The practice of placing the magic words “without prejudice and subject to contract” on every exchange during commercial negotiations can be thought a “belt and braces” or “no harm, no foul” approach, but experience and a recent High Court decision make it clear that such labelling might not grant the anticipated protection.
In Avonwick Holdings Ltd v Webinvest Ltd,  EWHC 3322 (Ch), claimant Avonwick made a pretrial application for an order that certain correspondence between the parties, their accountants and their solicitors should be admissible as evidence, notwithstanding that most of it had been headed "without prejudice and subject to contract". The application was opposed by the defendants. The claimant’s solicitors had started the use of “without prejudice and subject to contract” on draft heads of agreement proposing terms for the restructuring of the defendants’ liabilities and obligations under a loan agreement and guarantee. The same phrase was then copied over into the covering email sent by the claimant’s accountants, and was then repeated by both parties in subsequent correspondence back and forth between them.
In order to consider why this issue made a difference in Avonwick, it might be well to revisit the accepted meaning and effect under English law of the term “without prejudice”.
Placing the legend “without prejudice” at the top of a communication indicates that it concerns settlement negotiations and that the marked document should not be used for any other purpose or in any other context without the writer’s consent. While use or nonuse of the phrase by a lawyer will often carry some weight with the court when it determines the admissibility of proffered correspondence or other documents, it is not conclusive. Nevertheless, in general terms, the "without prejudice" rule can be used to exclude from evidence a document that is part of a genuine negotiation or attempt to resolve a dispute. That is, there needs to be both a genuine dispute to be resolved and a genuine attempt to resolve it. If there is no dispute about a liability, but only a negotiation as to how and when it should be discharged, the negotiations, and documents produced in the course of them, are usually not covered by the “without prejudice” exception to the admissibility of relevant evidence. That was the situation in Bradford & Bingley plc v Rashid  1 WLR 2066 and here again in Avonwick. This may seem a subtle difference, but then the law and lawsuits often turn on such subtleties.
Did it make a difference in this case?
In Avonwick, the Court found that the term “without prejudice” had been used incorrectly since, upon examination of the evidence, Mr Justice Richards concluded there was no genuine dispute between the parties on liability. Rather, the discussions at that time were about terms and timing for the satisfaction of an admitted liability through a restructuring of the defendants’ debt. “Subject to contract” never really came into it. Therefore, the incorrect or mistaken marking of various documents as “without prejudice” did not require the further agreement of the parties for use or preclude the admission of the correspondence in evidence at the trial. As the court succinctly remarked: “the only conclusion, itself not an impossible one, is that the solicitor made a mistake.”

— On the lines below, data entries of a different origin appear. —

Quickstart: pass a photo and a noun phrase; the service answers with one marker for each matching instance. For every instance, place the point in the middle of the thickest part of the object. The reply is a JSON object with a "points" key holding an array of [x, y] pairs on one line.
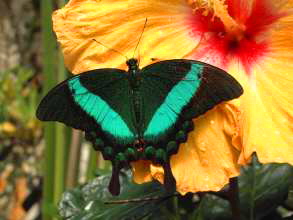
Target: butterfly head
{"points": [[132, 64]]}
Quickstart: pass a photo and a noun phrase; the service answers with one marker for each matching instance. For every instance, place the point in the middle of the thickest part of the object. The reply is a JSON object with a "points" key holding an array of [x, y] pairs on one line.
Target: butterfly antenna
{"points": [[111, 49], [140, 36]]}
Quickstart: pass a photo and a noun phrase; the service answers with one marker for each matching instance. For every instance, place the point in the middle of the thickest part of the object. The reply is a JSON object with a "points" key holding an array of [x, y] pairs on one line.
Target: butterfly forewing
{"points": [[181, 89], [97, 100]]}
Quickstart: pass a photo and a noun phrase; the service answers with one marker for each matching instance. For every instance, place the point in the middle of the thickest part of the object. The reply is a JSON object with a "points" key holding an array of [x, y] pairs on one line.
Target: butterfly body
{"points": [[141, 114]]}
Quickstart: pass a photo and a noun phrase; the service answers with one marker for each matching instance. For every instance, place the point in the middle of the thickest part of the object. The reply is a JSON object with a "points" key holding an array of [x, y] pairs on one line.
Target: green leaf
{"points": [[212, 207], [263, 188], [89, 202]]}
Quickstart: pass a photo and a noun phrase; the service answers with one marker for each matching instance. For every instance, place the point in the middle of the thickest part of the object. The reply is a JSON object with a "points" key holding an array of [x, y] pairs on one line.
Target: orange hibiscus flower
{"points": [[250, 39]]}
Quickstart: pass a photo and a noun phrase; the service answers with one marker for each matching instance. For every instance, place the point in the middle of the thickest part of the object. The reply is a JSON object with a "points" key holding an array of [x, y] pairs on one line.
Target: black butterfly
{"points": [[141, 114]]}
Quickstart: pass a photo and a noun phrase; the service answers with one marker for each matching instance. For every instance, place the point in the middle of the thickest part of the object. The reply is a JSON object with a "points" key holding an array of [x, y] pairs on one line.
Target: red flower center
{"points": [[236, 30]]}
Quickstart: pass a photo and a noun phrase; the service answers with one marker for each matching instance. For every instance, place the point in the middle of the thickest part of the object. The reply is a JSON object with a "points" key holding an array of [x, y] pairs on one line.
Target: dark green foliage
{"points": [[263, 189]]}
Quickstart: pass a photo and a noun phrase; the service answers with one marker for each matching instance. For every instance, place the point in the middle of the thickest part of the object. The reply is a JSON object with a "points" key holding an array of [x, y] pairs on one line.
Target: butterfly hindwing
{"points": [[181, 89], [95, 100]]}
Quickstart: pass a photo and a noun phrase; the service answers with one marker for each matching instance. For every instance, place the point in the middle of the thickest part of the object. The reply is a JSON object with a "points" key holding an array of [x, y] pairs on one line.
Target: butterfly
{"points": [[139, 114]]}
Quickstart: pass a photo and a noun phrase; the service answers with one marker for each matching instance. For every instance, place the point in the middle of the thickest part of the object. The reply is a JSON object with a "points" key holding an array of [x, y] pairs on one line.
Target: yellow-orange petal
{"points": [[118, 24], [208, 159], [268, 100]]}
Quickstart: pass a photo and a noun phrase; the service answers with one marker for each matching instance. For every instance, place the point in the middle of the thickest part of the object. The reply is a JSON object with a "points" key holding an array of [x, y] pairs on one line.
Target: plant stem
{"points": [[233, 197], [48, 55]]}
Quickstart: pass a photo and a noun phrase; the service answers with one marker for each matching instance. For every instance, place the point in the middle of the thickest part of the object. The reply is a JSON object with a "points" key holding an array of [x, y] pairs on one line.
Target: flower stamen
{"points": [[220, 10]]}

Does this provide a lesson?
It is clear from Avonwick that whether or how a lawyer or the parties mark commercial correspondence or documents does not always grant the status sought, since a court will decide whether the presence or absence of a privilege legend is appropriate or effective. Advisors and clients need to be careful to avoid creating and disseminating documentation which may not have attached to it the status of privilege they expect even when labelled as such by the legal team. In Avonwick, it was perhaps ironic that the party whose solicitors and accountants started the trail of mismarked documents then had to litigate to overcome the presumption that followed from the marking. It is therefore wise to know what the “without prejudice” phrase really means, how it should properly be used, and as well when not to use it.